Of course it's not that simple. This "IP address pop catchment" thing is an area of active research. Even we do weird things, like: https://blog.cloudflare.com/cloudflare-servers-dont-own-ips-...
Yes, it is sure
The important word is "should" : italian people should not arrive in a brazilian datacenter
Indeed, sometimes they still get there. But in itself, greeting italian in brazil is enough to conclude something is going on. One should not conclude, however, that said traffic should be deleted.
aside: reading that made me wonder just which of Google vs Cloudflare knows everything about everyone's web accesses.
The Bloom filter he uses has k=8, that is 8 cache line misses per entry. (k=8 is in the command line output). A "blocked Bloom fiter" requires only one cache line miss per entry, with a slightly worse false positive rate.
With a good implementation it would be roughly 10 times faster, eg a SIMD implementation. For example here https://github.com/FastFilter/fastfilter_cpp/blob/master/src... (there are others)
Thanks for the pointer. The file comment says:
Mentioned papers:https://www.cs.amherst.edu/~ccmcgeoch/cs34/papers/cacheeffic...
https://www.eecs.harvard.edu/~michaelm/CS222/bloomsurvey.pdf
That's the L1. Blocked -- segmented would have been a better name imo -- approach still depends on the blocks to be resident in L2/LLC. OP's problem is that most of the blocks' pages (not cache-line) are not resident in LLC.
I wonder about an op-buffer approach. ~: buffer the BF ops to aggregate ops on a specific address ranges. Say first buffer n ops for the filter, sort by the (relevant) hash bits, and then apply m ops for a specific page, and so on.
And optimizing that, it may be possible to only process the op-buffer partially, i.e. add ops until the buffer is full, gather the ops that map to a page-segment (4k), and if the rest of the buffer is still all over the place continue buffering, and rinse and repeat.
[p.s.]
OP's task at hand is an off-line matter whereas general BF approaches assume an on-line use case. By adopting an off-line approach, I should think there remain many opportunities for optimizing the runtime.

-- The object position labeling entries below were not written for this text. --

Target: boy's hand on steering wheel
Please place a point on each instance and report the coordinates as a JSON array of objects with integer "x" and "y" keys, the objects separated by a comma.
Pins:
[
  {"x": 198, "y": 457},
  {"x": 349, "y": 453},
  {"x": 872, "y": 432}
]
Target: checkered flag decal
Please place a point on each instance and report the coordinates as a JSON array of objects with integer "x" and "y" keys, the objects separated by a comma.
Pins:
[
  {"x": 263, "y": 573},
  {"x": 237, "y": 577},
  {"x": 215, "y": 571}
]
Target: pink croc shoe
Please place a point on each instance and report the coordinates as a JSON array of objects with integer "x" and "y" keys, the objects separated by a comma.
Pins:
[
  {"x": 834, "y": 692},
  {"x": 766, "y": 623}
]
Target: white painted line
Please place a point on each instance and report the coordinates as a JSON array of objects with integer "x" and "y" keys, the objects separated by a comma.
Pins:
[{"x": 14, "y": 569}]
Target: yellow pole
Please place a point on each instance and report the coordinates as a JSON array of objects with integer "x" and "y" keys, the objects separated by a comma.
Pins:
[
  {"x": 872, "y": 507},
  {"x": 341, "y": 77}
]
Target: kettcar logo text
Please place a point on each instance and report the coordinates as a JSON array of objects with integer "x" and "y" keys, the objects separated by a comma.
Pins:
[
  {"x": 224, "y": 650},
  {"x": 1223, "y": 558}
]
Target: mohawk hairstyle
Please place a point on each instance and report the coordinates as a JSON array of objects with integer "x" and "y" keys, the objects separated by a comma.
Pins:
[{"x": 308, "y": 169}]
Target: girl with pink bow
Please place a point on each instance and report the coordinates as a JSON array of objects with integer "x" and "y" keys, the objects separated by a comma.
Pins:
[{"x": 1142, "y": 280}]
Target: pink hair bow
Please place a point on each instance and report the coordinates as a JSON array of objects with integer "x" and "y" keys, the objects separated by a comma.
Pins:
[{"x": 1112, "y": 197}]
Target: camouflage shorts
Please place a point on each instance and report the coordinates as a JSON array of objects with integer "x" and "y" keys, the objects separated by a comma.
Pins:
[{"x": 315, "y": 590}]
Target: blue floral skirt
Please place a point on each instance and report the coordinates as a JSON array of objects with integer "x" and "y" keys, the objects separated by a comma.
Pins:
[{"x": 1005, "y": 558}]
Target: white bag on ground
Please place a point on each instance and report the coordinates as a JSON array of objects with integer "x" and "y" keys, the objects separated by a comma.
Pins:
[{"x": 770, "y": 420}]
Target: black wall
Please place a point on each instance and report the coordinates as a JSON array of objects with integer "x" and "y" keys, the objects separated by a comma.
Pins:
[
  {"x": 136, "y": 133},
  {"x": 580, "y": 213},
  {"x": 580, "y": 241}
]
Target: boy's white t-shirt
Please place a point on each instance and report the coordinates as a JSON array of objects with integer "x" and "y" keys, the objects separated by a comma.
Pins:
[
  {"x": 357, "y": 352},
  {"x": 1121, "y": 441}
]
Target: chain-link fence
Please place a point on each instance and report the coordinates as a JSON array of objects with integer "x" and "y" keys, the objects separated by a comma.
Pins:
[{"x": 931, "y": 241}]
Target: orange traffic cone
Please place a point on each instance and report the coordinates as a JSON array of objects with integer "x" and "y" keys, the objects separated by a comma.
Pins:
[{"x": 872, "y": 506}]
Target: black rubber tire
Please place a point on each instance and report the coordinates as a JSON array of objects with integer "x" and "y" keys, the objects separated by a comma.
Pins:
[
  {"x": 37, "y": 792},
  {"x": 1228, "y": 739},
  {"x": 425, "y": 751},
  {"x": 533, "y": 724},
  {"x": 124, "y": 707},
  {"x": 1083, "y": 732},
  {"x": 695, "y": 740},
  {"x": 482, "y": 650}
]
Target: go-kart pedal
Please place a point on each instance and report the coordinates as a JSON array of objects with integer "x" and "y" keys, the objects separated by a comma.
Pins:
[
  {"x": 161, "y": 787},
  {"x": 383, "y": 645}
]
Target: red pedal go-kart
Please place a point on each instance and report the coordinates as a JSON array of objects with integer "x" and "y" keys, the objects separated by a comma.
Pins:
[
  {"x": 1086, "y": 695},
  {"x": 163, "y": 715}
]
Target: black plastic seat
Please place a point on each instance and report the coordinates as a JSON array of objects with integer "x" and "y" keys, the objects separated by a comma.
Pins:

No, it's not the L1. It's the L2/L3/LLC. With a regular Bloom filter (not blocked one), each of the k memory accesses results in a L2/L3/LLC cache miss, if the Bloom filter doesn't fit in the cache. And here, it doesn't. With a blocked Bloom filter, there is still a cache miss, but only one, and not k. So that's 8 times fewer cache misses.
But yes, buffering the entries and then sorting them does make sense. That way, each cache line is only accessed once, and prefetch works well. We have used radix sorting for the binary fuse filter https://arxiv.org/abs/2201.01174 . For the blocked Bloom filter I'm not sure if it will help however, due to the added complexity. In my tests, it didn't help. There is the "prefetch" operation but we had mixed results with that (buffering and sorting was faster).